He rumbled a laugh. “I went hiking with my father as a kid. We never sat down and built boats together. Besides, you’re talking about ferrying one or two people across at a time. There’s a ton that can go wrong, even with magic helping us.”
“The way candle.” Theo’s eyes swung to Ren. “You have a way candle. We can use Cora’s knife to slice it into equal pieces. Everyone lights their own and we port across.”
Ren nodded. It wasn’t a bad idea, but it was one she’d already thought of and dismissed.
“We don’t have a full visual of the opposite bank.”

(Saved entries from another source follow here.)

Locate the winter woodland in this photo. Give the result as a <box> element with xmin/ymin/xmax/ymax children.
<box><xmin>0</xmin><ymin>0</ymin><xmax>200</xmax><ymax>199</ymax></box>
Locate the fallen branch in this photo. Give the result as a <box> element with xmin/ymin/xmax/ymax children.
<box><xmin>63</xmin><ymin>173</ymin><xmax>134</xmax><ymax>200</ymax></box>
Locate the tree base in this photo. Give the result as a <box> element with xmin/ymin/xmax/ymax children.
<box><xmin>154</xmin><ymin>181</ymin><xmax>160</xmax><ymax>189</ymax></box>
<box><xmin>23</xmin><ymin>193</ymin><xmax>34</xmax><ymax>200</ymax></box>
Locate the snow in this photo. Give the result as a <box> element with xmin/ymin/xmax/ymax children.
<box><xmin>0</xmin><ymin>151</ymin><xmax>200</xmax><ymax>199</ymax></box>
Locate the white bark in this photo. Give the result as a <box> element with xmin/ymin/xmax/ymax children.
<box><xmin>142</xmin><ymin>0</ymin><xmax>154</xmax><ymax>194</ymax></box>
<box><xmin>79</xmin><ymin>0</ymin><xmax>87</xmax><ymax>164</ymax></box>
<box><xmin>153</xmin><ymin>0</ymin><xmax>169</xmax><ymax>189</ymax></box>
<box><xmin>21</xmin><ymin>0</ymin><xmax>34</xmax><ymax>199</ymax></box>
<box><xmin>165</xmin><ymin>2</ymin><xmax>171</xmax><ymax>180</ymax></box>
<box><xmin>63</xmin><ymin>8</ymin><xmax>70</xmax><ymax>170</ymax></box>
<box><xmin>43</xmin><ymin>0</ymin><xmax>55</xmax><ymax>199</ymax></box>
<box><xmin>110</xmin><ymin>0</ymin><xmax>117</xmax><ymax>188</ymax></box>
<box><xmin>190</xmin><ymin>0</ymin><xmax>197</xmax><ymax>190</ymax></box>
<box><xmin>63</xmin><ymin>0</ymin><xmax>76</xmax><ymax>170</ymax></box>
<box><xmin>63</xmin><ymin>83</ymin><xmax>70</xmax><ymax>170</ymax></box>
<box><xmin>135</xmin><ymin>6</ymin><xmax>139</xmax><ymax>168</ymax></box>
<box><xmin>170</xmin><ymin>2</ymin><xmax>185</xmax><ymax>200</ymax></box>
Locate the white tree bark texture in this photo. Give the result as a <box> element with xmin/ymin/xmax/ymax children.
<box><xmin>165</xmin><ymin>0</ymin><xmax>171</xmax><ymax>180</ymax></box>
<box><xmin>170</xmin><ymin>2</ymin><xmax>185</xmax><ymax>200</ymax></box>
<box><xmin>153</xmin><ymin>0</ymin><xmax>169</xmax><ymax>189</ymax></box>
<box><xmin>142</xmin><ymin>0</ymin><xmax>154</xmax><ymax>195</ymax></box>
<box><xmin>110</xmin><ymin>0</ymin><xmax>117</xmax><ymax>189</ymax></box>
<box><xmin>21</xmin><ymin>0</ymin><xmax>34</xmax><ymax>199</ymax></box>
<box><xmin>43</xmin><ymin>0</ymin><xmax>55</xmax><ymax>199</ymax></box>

The others squinted, but Ren knew she was right. It was just a vague line of blurred landscape. There was no real sense of their intended target. And she was quite certain none of them had ever visited this particular valley before. They’d have no image of the destination to focus their minds on as they went through the waxways.
“If we can’t see where we’re going, we can’t control where we come out. You never know. It might work. But there’s also a chance one of us teleports inside of a tree.”
Theo looked annoyed at having his idea so easily dismissed. He eyed the river. “We could port as far across the water as we can, then swim the rest of the way.”
Ren sighed. She’d thought of that already too.
“It doesn’t account for the standard delay theorem.”
That earned a look from the others. Timmons snorted. “Do tell us more, textbook.”
Ren answered, “When you use the waxways, your body appears before your mind does. No one usually notices the delay, because we don’t see ourselves port. But there’s about a three-second span where your body appears in the location you’ve jumped before you have any conscious ability to command its functionality.”
Avy was staring. “And that means…”
“It means we’d jump into the river and there’d be three seconds where our mindless bodies are being dunked in the water. What if your mouth is open? What if you happen to hit a rock? It’s possible we might drown before our minds and bodies reconnect. Besides, using any portion of the way candle now decreases the distance we can travel when we’re on the right side of the mountain. We should be saving it for desperate measures.”
“More desperate than a massive river that’s cutting us off?” Theo looked properly annoyed now. “All right. What’s your genius plan, then?”
“I’m thinking.”
Thinking required time. Ren paced back and forth as the others set their satchels down on the sun-warmed stones. Timmons kicked off her boots and rubbed at the backs of her heels while Avy tried to skip stones. Cora actually managed to fall asleep somehow. Ren went through theory after theory as the sun began angling over the trees. She was weighing the merits of levitation spells when she caught a particularly harsh ray of glancing light. She shielded her eyes before looking across the river again. It was a gorgeous blue, colored here and there by white rapids. As Ren stared, she saw that the sun’s angle was drawn in a straight line across the water.
Thick and golden and so like…
“A bridge.”
Theo scowled. “There aren’t any bridges out here.”
“Not yet.” Ren walked to the edge of the bank, squinting to see if the glittering road extended all the way across. Her mind ran through the necessary spells. She turned back to Timmons. “I’m going to need you to pull this off.”
Her friend nodded. “I’m all yours.”
“Right,” Ren said. “We need to move quickly. I don’t know how fast the angles will change, and any huge shifts will loosen the grasp of my spell. We’re going to make our own bridge. Out of sunlight.”
She pointed. The others looked out and saw what she’d noticed. The golden light speckling the surface was thick and rich. It extended in a flawless line across the water. Not an actual bridge, Ren knew, but nothing a little magic couldn’t solve.
“I’m going to use a binding spell. From one bank to the other, with the sunlight as the fixture. Once I’ve bound them, the sunlight will be drawn into a single, functional unit. Which means the next spell can alter the entirety of the bridge, rather than individual particles.”
“What spell will you use?” Theo asked.
It was the second time he’d sounded more curious than pompous. She called that progress.
“Well, the reflection we’re seeing is due to the angle. It’s coming in shallow enough that the surface of the water redirects its path. And as you know, redirection is a change in function.”
Theo was nodding. “Ockley’s tertiary principle. Change is a doorway for magic.”
“I can alter the alteration.”
“And make the particles solid.” Theo actually smiled. “That’s clever.”